The 2-step insertion procedure eliminates potential complications, but exposes the patient to two X-rays, it is time consuming and is not routinely practised.
4.3.2. pH of aspirate and bilirubin
Mean pH levels in the lung (7.73) and intestine (7.35) are significantly higher than in the stomach (3.90). An infected pleural or respiratory secretion can, however, yield an acidic pH and a false positive for a gastric position. Achlorhydria and potent anti-acid medications give misleading alkaline pH in the stomach.
Mean bilirubin levels in the lung (0.08 mg/dl) and stomach (1.28 mg/dl) were significantly lower than in the intestine (12.73 mg/dl). Bilirubin can now be measured with a colorimetric visual scale teststrip.
Metheny combined these 2 markers, to propose a more predictive, yet simple bedside test [18].
–A pH less than 5 and bilirubin less than 5 mg/dl identified 98% of gastric sites.

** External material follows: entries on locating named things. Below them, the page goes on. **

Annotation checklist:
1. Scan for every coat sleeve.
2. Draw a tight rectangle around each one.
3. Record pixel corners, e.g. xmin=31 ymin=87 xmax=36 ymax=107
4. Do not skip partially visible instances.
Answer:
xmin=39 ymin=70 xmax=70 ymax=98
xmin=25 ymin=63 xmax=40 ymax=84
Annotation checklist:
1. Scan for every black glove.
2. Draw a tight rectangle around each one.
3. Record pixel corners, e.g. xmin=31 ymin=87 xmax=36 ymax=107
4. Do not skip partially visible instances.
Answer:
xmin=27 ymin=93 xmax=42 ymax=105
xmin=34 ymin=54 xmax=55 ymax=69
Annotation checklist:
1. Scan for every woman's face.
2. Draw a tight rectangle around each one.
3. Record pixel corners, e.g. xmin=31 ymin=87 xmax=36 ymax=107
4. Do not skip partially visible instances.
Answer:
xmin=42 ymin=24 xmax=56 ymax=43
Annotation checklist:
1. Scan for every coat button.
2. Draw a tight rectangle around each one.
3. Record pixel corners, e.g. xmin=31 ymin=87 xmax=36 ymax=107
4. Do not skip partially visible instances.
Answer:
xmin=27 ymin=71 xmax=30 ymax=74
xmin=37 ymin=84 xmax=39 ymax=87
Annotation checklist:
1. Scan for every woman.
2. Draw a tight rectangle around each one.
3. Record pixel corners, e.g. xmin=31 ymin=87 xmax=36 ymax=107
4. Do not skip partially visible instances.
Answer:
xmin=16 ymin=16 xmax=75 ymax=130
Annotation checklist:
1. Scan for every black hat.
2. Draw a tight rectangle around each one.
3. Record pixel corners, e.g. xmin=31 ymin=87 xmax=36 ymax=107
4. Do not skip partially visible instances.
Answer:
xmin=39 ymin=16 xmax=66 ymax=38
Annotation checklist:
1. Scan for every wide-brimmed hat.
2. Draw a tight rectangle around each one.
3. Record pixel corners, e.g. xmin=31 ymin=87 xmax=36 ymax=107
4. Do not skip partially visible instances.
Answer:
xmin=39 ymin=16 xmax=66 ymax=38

–A pH greater than 5 and a bilirubin less than 5 mg/dl identified 100% of the respiratory sites.
–A pH greater than 5 and bilirubin greater than 5 mg/dl identified nearly 88% of the intestinal sites.
However, this method only confirms the complication, but does not avoid it from occuring.
4.3.3. Capnography
The presence of carbon dioxide (CO2) is a proven surrogate marker for the pulmonary environment. Incorporating capnography into Roubenoff and Ravich's 2-step concept, could potentially increase its practical utility. Araujo reported excellent initial results with a compact, disposable colorimetric end-tidal CO2 detector [19]. Here, the Capnometer confirms the tube position at the crucial 30 cm position. The capnometer was able to detect enough CO2 coming out of the feeding tube, even with the guide wire in place. The tube is further inserted to 50 cm with a single radiologic confirmation of the final placement. They reported a 100% specificity and a 100% sensitivity rate among 53 insertions.
4.3.4. Endoscopic
Recent advances in endoscopic technology have led to the production of small-diameter (5–6 mm) upper gastrointestinal tract video flexible endoscopes that can be passed via the nose, rather than the mouth, into the retropharynx and then down the esophagus. The endoscope has a channel which can be used for guidewire placement. The feeding tube is fed over the wire. This can be used in the difficult, or prior failed, or complicated attempts. It is very useful in patients with gastroparesis where the gastric site is less satifactory and where nasojejunal feeding tube positioning is preferred [20].
5. Conclusion
The main advantage of the newer methods is the ability to eliminate the ‘blindness’ of the insertion. It can therefore prevent respiratory complications. However, these techniques are not routinely used and perhaps are not in the ‘mainstream know-how’. We wish to emphasize how deceptively atraumatic, a misguided-insertion might feel, even to the hands of a well-experienced surgeon or clinician.
6. Summary points
Traditionally, nasogastric tubes have been inserted blindly.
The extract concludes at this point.